Давно уже Аня с мамой живут не в своем доме, а в старой полуразвалившейся избе на краю поселка.
Дом тракториста Бодрова был крепкий и просторный. Кроме кухни, там были еще две небольшие чистенькие комнаты. И сколько вещей было в них: швейная машинка, патефон, стулья, кровати, примус, горшки с цветами на окнах, гитара, книги… Разве всё вспомнишь! Иногда Аня пыталась, но никогда ей не удавалось вспомнить всего.
Аню с мамой выгнали из этого отличного дома. Дом понадобился офицерам.
Изба, в которой они жили теперь, совсем покосилась набок, как трухлявый гриб. В ней раньше жил одинокий старик. Дедке не раз предлагали перейти на житье в другую избу – хорошую, да он всё упрямился. Вскоре после прихода немцев дедку убили. Он сделал то самое, от чего удержалась Аня, сидя на печке: плюнул в немца за то, что он издевался над больной женщиной. Фриц дедку застрелил из автомата.
Кроме Ани с мамой, в избе поселили еще две семьи. У тети Ксении было трое детей: двое мальчишек и пятилетняя Нюшка, а у тети Клавы – двое ребят: трехлетний Игорек и полуторагодовалая Тамара, да еще бабка Прасковья.

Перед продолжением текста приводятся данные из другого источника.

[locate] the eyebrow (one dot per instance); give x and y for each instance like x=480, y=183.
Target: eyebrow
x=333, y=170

Вместе с Аней и аниной мамой всего набралось десять человек.
Но как ни трудно было поместиться в маленькой дедкиной избе, и то было счастье, что она им досталась. Немало людей ютилось в сараях, в погребах, а то и просто в землянках. Дома, в которых жили эти люди прежде, теперь занимали солдаты.

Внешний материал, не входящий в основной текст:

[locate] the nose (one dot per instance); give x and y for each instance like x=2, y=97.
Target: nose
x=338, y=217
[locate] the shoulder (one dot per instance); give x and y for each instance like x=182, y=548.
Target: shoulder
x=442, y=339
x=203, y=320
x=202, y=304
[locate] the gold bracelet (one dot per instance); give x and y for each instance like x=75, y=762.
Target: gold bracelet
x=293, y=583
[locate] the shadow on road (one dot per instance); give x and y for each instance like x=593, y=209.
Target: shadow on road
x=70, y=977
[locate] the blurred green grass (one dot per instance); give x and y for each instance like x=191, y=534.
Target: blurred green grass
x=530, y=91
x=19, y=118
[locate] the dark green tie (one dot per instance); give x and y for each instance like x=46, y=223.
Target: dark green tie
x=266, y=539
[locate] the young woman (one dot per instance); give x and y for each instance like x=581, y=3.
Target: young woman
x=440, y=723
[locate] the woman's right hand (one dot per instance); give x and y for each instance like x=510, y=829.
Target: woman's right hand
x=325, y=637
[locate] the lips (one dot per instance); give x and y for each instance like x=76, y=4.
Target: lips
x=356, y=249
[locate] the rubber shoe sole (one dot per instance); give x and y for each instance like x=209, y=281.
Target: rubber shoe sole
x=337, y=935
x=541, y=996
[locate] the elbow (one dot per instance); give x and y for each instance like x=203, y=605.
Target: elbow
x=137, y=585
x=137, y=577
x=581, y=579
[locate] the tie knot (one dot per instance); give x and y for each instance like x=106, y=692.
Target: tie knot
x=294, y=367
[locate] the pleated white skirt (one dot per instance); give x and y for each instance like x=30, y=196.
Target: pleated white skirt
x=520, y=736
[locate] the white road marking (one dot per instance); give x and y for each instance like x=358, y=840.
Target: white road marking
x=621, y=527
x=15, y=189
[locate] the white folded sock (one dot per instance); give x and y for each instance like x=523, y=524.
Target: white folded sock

Спали на лавках, на полу. Только самых маленьких укладывали на печке, где было потеплее.
В грязи, в темноте ребятишки целый день возились на полу. Только мальчишки удирали потихоньку и где-то бегали. Когда они возвращались, бабка Прасковья ругала их:
– Убьют вас, чудных, ни за понюшку табаку.
Анина мама с другими женщинами уходила куда-то на работу.
Как-то Аня спросила бабку:
– А что мама делает на работе?
Прежде она часто спрашивала, что́ мама сегодня делала. И мать отвечала охотно и подробно. Рассказывала, как она сажала картошку, свеклу, огурцы, сеяла морковку.
Когда Аня задала свой вопрос, бабка Прасковья, пожевав губами, сердито отозвалась:
– Что делает? Мучается. Камни под плетями таскает. Понуждают изверги.
Больше Аня не спрашивала про мамину работу.
Бабка Прасковья – старая-престарая – одна смотрела за детьми. А как она за ними смотрела? Не выпускала из избы – вот и всё.
Иногда она начинала рассказывать сказки, но вдруг останавливалась и задумывалась.
Аня в нетерпении дергала ее за рукав:
– А дальше? Бабушка, говори же!
Бабка рассказывала про Змея Горыныча, который только о том и думал, как бы всех хороших людей погубить. И опять замолкала, всё о чем-то думая.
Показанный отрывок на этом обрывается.